Para entendermos os celacantos precisamos da evolução

Não compreender evolução é tão grave quanto insistir que a Terra é plana. Tratamos disso anteriormente, distinguindo entre compreender evolução e acreditar em evolução. Hoje ilustramos os prejuízos para uma conversa proveitosa sobre evolução quando não há compreensão suficiente.

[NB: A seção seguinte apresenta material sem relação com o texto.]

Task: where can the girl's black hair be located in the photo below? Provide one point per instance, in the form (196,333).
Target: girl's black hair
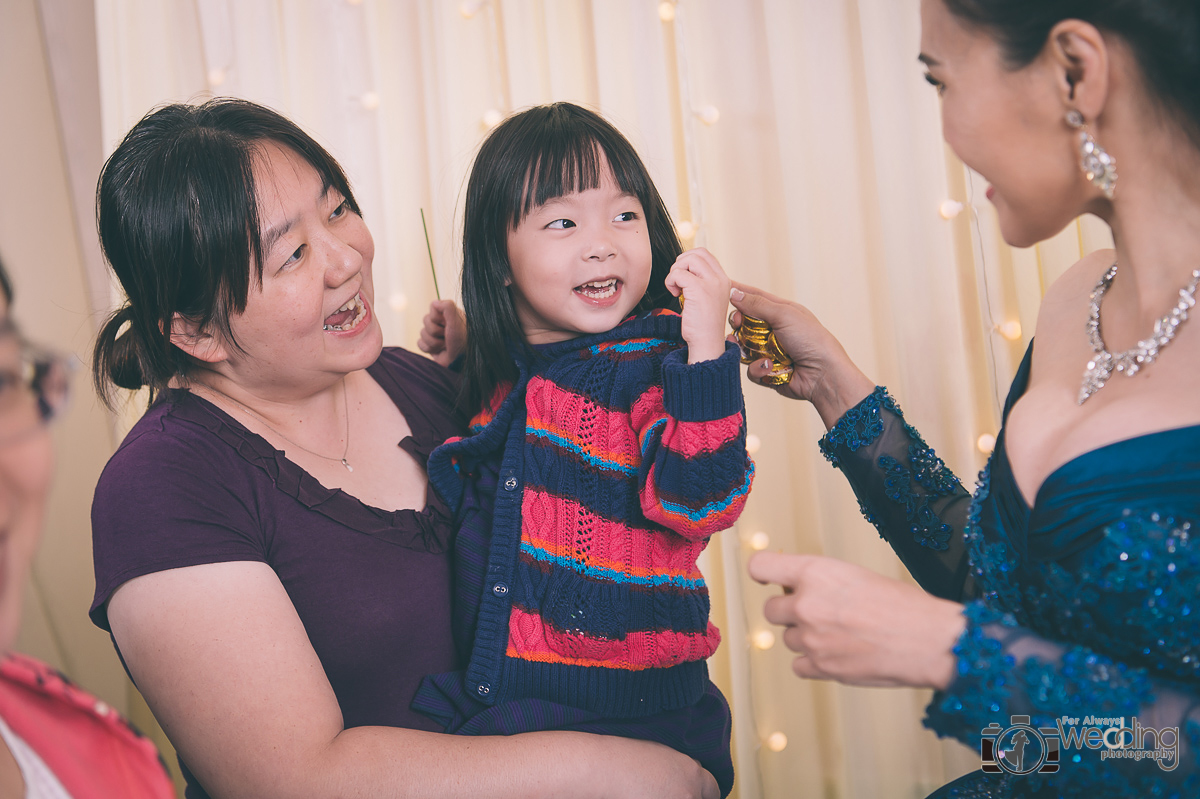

Basta fazer uma busca no Google com as palavras-chave “celacanto” e “evolução” para encontrar uma série de textos e imagens de sites e outros veículos criacionistas ou vinculados ao design inteligente (DI) afirmando que o celacanto seria evidência contrária à teoria darwinista, porque seria um fóssil vivo, não teria evoluído, teria a mesma forma que tinha há milhões de anos. Este é um bom exemplo de como uma conversa sobre ciência é desencaminhada por uma falta de compreensão da teoria evolutiva, ou, pior, por uma intenção de distorcer a compreensão para defender uma posição tomada de antemão. De um lado ou de outro, perdemos uma oportunidade de discutir uma maneira legítima de explicar a diversidade e as adaptações das espécies, fruto do trabalho de centenas de cientistas através de pelo menos um século e meio, e muito bem apoiada por evidências, um critério fundamental para a aceitação de uma teoria científica. Desse modo, perdemos, ademais, uma oportunidade de nos enriquecermos culturalmente, não obstante no que acreditemos ou não.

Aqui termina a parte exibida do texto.